Чтобы занять себя, Лукич долго точил и без того острый нож, зачем-то шлифовал и так уже отполированную костяную палочку, заострил пикой свою крепкую еловую палку, потом долго штопал штаны и все думал, вспоминал, мечтал, прислушивался к боли под сердцем, пока вдруг неожиданно не уснул.

Разбудили его резкое хлопанье полога, шлепки капель над головой. Вроде бы они о чем-то говорили, будили, звали, ободряли. Выглянув наружу, Лукич вместо серого неба увидел тучи. Появилась надежда, что скоро средь них проглянут голубые «окна», а затем и солнце. Радостно засуетился, развел огонь, поел и бодро зашагал на утес брать свое и людское счастье, как быка за рога.

Плантация выглядела просто как лоскут обычного леса, на который когда-то густо насадили женьшеня. Долго ей удавалось избегать человеческого глаза. Было тут много старых женьшеней с высокими, даже чуть поседевшими стрелками (если почесть за седину красноватый налет). На этих красовались целые «кулаки» ягод. Почти треть растений была с пятилистовыми мутовками. Лукич сначала обошел плантацию, потом каждую грядку. Уже отгремели волнения и сомнения, вместо них пришли спокойствие и радость. Ласкали душу долгожданные голубые просветы в небе и нежные напевы обдуваемых ветерком деревьев. Будто бы они тоже, как Юла когда-то, решили, что сын он им теперь, и шептали ему что-то хорошее, даже задушевное.

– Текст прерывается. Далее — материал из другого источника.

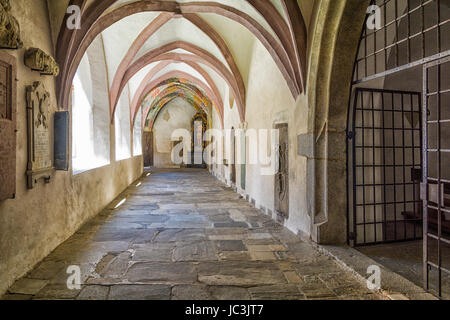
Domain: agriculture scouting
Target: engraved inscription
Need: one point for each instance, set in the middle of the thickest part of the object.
(5, 91)
(40, 160)
(7, 126)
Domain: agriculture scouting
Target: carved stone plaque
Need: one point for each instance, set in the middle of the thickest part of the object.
(7, 126)
(282, 176)
(9, 28)
(39, 152)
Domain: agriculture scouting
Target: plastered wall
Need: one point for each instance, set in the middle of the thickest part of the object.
(38, 220)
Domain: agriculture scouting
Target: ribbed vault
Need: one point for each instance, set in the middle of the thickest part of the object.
(167, 49)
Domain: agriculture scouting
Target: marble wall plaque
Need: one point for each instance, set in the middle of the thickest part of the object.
(7, 126)
(39, 151)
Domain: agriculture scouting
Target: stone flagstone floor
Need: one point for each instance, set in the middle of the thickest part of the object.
(182, 234)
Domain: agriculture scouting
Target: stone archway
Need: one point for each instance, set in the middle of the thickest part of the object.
(334, 47)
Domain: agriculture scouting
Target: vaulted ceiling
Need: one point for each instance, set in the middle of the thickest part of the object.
(206, 44)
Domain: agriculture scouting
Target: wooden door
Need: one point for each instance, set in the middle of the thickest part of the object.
(7, 126)
(282, 175)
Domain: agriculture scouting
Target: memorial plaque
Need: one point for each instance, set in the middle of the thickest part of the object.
(7, 126)
(61, 146)
(39, 151)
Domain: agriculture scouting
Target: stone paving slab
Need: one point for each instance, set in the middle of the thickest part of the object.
(184, 235)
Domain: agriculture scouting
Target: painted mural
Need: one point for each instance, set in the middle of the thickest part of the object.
(167, 91)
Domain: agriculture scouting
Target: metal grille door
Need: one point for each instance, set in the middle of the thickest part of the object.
(385, 160)
(436, 177)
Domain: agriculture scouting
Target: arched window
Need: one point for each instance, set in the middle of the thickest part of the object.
(90, 120)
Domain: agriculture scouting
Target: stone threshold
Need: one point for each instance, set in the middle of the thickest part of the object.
(393, 285)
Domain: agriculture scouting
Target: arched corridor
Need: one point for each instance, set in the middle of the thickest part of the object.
(181, 234)
(224, 149)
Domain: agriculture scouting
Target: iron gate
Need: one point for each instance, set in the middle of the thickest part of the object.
(385, 156)
(436, 177)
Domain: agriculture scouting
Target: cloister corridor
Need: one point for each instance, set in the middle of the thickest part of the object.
(225, 150)
(183, 235)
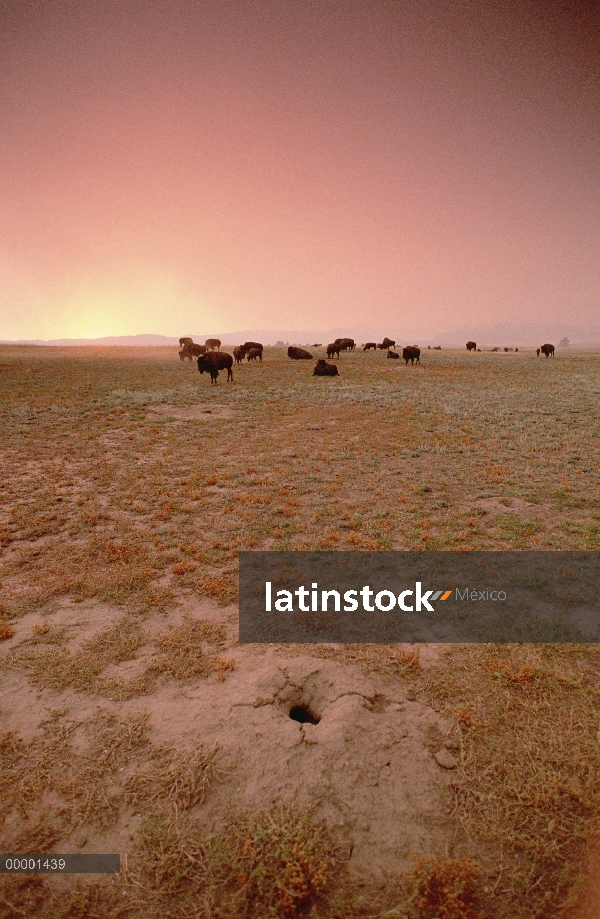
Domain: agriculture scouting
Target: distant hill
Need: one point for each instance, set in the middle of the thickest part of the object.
(501, 334)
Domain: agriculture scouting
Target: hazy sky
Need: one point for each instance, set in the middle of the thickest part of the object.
(180, 167)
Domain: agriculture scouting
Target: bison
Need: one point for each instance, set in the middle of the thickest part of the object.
(412, 354)
(323, 369)
(191, 350)
(213, 361)
(299, 354)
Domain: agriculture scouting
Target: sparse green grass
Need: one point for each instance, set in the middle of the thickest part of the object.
(105, 499)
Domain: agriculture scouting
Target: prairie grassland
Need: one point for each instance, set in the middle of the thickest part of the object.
(131, 483)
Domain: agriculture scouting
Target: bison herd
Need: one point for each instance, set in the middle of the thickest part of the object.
(211, 359)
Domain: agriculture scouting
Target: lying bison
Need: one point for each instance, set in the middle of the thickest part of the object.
(191, 350)
(213, 361)
(299, 354)
(323, 369)
(412, 354)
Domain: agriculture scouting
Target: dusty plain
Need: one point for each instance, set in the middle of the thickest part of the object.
(440, 782)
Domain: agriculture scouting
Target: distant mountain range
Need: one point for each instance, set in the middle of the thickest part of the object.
(499, 334)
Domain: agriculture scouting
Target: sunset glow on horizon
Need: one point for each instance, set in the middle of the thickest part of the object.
(201, 166)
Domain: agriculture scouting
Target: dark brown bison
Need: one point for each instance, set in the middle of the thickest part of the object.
(213, 361)
(299, 354)
(323, 369)
(412, 354)
(191, 350)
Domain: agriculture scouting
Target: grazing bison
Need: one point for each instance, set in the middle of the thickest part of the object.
(412, 354)
(299, 354)
(213, 361)
(323, 369)
(191, 350)
(249, 345)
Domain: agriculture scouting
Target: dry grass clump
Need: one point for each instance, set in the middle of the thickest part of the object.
(188, 650)
(175, 779)
(59, 668)
(278, 863)
(443, 889)
(527, 782)
(6, 631)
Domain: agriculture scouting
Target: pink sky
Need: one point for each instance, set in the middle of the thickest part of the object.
(192, 166)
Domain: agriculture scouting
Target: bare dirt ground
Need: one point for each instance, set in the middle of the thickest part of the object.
(436, 781)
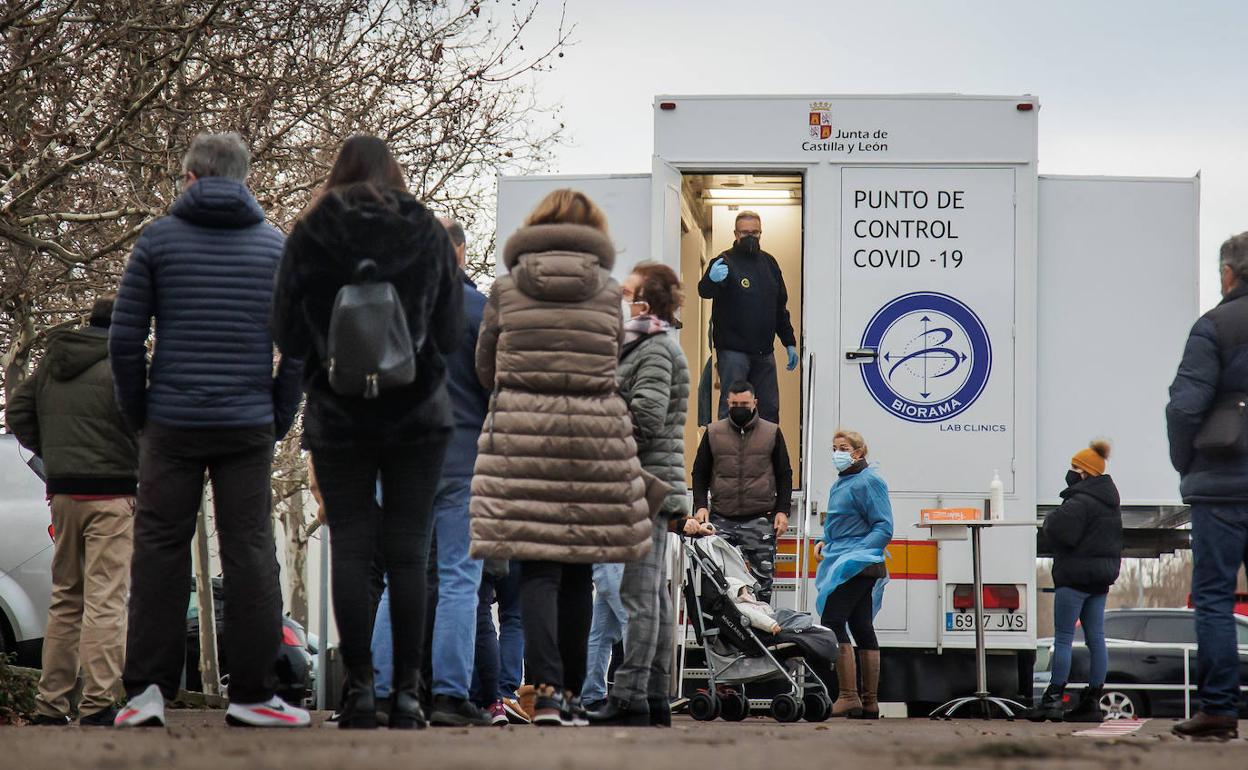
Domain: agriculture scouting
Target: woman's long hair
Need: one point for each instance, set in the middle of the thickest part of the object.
(366, 165)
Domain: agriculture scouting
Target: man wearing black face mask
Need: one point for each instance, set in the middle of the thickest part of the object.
(749, 310)
(743, 482)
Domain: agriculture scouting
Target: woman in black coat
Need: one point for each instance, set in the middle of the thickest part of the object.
(1085, 533)
(399, 436)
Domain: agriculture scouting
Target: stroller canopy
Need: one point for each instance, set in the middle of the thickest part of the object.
(728, 559)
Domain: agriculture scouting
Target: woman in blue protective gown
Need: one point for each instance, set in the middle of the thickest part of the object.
(858, 529)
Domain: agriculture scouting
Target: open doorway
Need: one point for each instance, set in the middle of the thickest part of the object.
(710, 204)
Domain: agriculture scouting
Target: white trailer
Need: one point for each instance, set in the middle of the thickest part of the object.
(965, 313)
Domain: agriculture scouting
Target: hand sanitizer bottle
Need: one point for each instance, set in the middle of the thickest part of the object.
(997, 498)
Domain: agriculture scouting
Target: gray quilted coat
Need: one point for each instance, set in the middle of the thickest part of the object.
(654, 381)
(558, 476)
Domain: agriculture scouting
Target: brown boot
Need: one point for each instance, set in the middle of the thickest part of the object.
(1208, 726)
(848, 703)
(870, 663)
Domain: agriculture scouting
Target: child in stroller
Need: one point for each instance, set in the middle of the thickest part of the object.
(745, 640)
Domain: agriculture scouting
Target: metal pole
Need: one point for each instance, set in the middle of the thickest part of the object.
(322, 650)
(210, 673)
(1187, 683)
(678, 629)
(981, 677)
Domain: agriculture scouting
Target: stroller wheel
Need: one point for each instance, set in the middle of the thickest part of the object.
(818, 706)
(786, 708)
(734, 706)
(704, 706)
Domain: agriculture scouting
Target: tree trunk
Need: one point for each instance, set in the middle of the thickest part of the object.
(18, 356)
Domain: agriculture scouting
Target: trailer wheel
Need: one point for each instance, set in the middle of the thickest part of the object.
(786, 708)
(734, 706)
(818, 706)
(704, 706)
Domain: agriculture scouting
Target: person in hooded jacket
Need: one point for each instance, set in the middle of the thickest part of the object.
(856, 532)
(66, 414)
(558, 484)
(366, 214)
(206, 401)
(1085, 533)
(654, 381)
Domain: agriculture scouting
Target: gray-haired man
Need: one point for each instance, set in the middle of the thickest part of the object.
(209, 402)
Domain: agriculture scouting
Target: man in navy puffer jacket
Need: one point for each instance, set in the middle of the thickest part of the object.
(209, 402)
(1211, 389)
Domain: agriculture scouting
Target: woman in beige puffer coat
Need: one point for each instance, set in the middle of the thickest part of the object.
(558, 484)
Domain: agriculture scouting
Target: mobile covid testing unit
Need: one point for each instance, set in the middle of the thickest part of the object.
(966, 315)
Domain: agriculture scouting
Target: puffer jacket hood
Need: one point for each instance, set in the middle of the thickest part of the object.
(559, 262)
(1085, 534)
(1097, 487)
(216, 201)
(76, 353)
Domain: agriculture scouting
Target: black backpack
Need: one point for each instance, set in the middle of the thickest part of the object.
(370, 346)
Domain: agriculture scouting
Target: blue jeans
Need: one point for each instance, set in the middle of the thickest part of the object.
(759, 371)
(458, 579)
(1088, 609)
(605, 630)
(383, 649)
(499, 667)
(1219, 547)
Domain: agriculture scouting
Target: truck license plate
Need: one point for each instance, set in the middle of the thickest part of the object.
(992, 622)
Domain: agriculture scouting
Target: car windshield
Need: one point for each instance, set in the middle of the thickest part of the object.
(1178, 628)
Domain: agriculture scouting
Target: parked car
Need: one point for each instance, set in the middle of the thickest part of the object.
(296, 662)
(25, 555)
(1146, 662)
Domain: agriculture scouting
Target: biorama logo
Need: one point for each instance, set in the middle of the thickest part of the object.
(824, 136)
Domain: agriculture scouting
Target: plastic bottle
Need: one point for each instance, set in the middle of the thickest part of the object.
(996, 498)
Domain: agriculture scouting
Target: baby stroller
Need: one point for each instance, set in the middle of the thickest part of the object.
(735, 652)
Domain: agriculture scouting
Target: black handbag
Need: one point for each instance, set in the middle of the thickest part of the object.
(1224, 433)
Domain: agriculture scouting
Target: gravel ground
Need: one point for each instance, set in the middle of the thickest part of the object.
(200, 740)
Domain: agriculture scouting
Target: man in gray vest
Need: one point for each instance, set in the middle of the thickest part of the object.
(743, 482)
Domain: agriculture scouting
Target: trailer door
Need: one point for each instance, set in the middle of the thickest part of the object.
(927, 318)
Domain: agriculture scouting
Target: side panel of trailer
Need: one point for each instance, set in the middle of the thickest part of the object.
(1118, 291)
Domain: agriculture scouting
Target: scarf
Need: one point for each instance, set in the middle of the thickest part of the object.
(644, 326)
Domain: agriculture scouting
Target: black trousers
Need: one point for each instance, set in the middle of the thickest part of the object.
(557, 604)
(171, 467)
(409, 477)
(848, 610)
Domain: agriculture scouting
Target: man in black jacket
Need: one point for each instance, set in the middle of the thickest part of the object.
(743, 483)
(66, 414)
(749, 310)
(1209, 392)
(209, 402)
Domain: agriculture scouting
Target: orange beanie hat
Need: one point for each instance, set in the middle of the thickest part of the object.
(1091, 461)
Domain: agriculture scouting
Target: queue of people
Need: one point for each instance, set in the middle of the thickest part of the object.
(534, 439)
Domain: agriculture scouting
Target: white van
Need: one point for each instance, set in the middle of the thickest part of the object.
(25, 555)
(969, 316)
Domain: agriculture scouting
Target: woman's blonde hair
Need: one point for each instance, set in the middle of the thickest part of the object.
(568, 207)
(854, 438)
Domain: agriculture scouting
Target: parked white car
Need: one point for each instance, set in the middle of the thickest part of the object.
(25, 555)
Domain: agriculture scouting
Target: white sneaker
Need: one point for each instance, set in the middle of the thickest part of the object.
(142, 710)
(275, 713)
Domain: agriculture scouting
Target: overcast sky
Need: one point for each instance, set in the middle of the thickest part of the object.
(1136, 87)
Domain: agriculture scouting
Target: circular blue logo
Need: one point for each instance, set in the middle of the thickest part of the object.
(932, 357)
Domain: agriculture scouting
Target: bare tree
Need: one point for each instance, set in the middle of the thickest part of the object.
(101, 97)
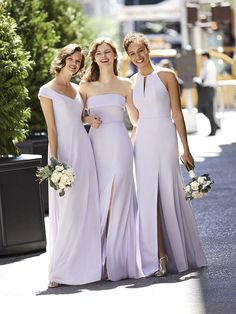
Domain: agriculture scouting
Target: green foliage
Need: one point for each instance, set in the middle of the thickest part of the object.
(14, 69)
(45, 25)
(39, 38)
(70, 23)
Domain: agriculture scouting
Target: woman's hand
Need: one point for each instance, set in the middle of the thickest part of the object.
(94, 121)
(188, 160)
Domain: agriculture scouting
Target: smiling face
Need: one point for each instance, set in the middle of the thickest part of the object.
(139, 54)
(73, 62)
(104, 55)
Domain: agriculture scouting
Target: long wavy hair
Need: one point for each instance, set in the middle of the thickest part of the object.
(135, 37)
(92, 74)
(59, 60)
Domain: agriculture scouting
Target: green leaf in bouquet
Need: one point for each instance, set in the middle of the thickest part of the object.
(62, 192)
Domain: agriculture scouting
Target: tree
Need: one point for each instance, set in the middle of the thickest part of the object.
(14, 69)
(39, 39)
(70, 23)
(45, 25)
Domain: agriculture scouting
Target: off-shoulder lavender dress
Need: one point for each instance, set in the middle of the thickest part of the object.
(160, 184)
(74, 219)
(114, 158)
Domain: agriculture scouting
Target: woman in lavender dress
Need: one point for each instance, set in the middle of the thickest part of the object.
(168, 231)
(75, 241)
(106, 96)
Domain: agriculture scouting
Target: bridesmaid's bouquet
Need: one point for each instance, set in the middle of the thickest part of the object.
(199, 186)
(59, 175)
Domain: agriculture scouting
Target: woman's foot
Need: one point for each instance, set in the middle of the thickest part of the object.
(162, 267)
(53, 284)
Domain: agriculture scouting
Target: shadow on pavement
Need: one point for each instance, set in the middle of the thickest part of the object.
(128, 283)
(216, 217)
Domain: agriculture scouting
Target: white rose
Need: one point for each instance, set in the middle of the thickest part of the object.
(61, 186)
(201, 180)
(65, 179)
(59, 168)
(196, 195)
(187, 189)
(55, 176)
(194, 185)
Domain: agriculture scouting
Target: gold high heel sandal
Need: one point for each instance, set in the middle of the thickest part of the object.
(162, 267)
(53, 284)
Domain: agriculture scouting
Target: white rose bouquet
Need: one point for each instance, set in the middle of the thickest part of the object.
(198, 186)
(59, 175)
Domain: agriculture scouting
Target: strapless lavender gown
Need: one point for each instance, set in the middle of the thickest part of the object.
(74, 219)
(160, 184)
(114, 161)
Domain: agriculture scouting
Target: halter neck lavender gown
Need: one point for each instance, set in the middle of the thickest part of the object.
(75, 239)
(159, 183)
(114, 161)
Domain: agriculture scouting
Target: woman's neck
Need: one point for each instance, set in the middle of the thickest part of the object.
(146, 70)
(63, 79)
(106, 77)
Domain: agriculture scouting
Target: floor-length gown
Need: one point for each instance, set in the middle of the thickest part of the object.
(113, 156)
(74, 219)
(160, 184)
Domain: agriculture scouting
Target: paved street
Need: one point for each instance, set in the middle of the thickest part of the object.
(23, 279)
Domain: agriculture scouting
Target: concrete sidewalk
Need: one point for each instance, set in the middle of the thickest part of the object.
(23, 279)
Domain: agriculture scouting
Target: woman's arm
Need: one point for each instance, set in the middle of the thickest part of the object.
(47, 108)
(177, 115)
(94, 121)
(131, 109)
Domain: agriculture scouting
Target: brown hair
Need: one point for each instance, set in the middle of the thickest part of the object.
(59, 60)
(132, 37)
(92, 74)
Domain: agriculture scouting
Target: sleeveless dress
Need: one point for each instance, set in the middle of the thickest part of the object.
(74, 220)
(160, 184)
(114, 162)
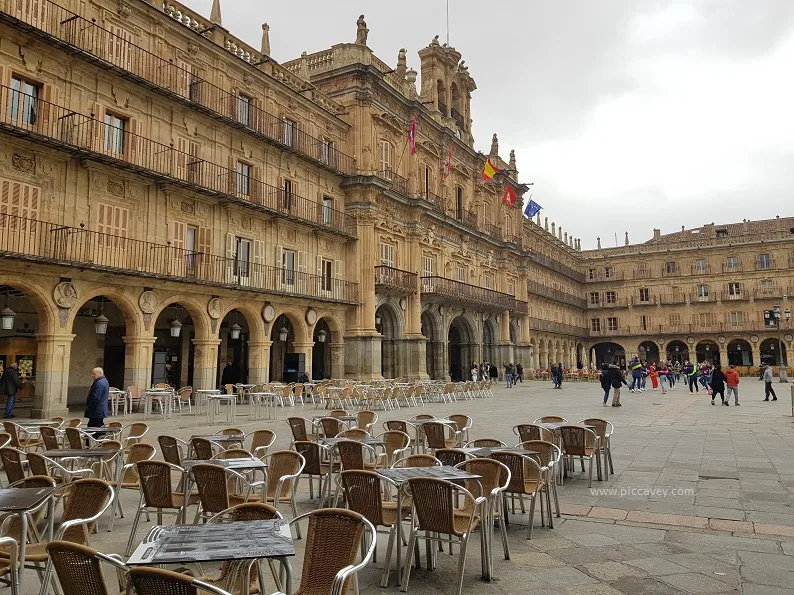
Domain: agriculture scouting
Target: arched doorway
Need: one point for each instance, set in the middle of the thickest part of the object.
(677, 351)
(233, 351)
(609, 353)
(707, 351)
(173, 356)
(740, 353)
(387, 324)
(285, 364)
(460, 343)
(649, 351)
(321, 352)
(770, 352)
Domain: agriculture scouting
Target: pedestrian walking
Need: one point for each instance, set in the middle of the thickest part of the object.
(9, 385)
(717, 384)
(732, 380)
(769, 376)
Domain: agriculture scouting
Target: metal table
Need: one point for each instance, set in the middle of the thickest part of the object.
(239, 543)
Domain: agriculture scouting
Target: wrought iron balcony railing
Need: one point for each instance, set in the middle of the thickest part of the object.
(31, 239)
(28, 116)
(63, 28)
(395, 280)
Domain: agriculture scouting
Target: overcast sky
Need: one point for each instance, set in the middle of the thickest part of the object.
(626, 114)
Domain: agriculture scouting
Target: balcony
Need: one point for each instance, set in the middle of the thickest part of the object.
(62, 28)
(40, 241)
(391, 280)
(86, 137)
(463, 293)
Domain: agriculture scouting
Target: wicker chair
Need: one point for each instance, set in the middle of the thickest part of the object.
(157, 581)
(435, 514)
(526, 479)
(604, 431)
(333, 540)
(363, 493)
(79, 568)
(20, 438)
(532, 432)
(549, 455)
(86, 501)
(158, 494)
(582, 443)
(261, 440)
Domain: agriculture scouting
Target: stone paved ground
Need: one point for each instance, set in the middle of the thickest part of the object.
(734, 531)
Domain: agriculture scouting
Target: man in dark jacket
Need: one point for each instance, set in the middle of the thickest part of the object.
(9, 385)
(96, 405)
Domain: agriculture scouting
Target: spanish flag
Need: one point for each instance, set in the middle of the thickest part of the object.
(489, 170)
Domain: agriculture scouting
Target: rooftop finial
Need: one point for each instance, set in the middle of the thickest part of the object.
(215, 14)
(265, 39)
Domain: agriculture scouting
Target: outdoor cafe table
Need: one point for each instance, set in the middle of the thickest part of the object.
(219, 542)
(399, 476)
(19, 501)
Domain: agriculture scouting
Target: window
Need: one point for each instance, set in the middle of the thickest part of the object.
(242, 257)
(243, 179)
(288, 264)
(114, 134)
(386, 152)
(328, 210)
(326, 266)
(243, 109)
(287, 195)
(24, 106)
(387, 255)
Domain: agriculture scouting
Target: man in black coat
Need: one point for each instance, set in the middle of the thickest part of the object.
(96, 405)
(9, 385)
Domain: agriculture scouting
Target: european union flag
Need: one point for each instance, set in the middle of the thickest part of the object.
(532, 209)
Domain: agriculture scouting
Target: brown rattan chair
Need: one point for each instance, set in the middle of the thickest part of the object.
(333, 540)
(526, 479)
(582, 443)
(435, 514)
(79, 568)
(21, 438)
(363, 493)
(156, 581)
(532, 432)
(158, 494)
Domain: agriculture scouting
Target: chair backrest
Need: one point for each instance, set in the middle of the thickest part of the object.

Сдерживая желание быстрее копать корни, Лукич развел костер, поискал и нашел метрах в ста говорливый ручеек, набрал в котелок воды, присмотрел место для табора, посидел перед важной работой.

Осматривая лес, еще раз решил, что лучшего места для плантации Юле искать не надо было, хотя он, Лукич, видел подобные, и даже лучшие, много раз. «Сказал бы в свое время Юла: ищи, мол, Андрюха, на горе у большого утеса, что в пятнадцати километрах по правому берегу ключа, и все тут, не пришлось бы потерять столько лет», — подумал Лукич. Но это мимолетное сожаление лишь мелькнуло и исчезло, как дым, а чувство благодарности, признательности хорошему человеку, напротив, все крепло в душе Лукича, и он не уставал поминать Юлу добрым словом.

Начал старик с самого крупного корня. Собрав ягоды, срезал ножом стебель, оборвал траву вокруг, разгреб старую хвою и черный жирный перегной. Очистив длинную шейку корня, испещренную сплошными кольцами, долго любовался ею: колец было не менее сотни, значит, столько же лет и этому патриарху. А чем старше он, тем больше в нем сил, веса и мудрости.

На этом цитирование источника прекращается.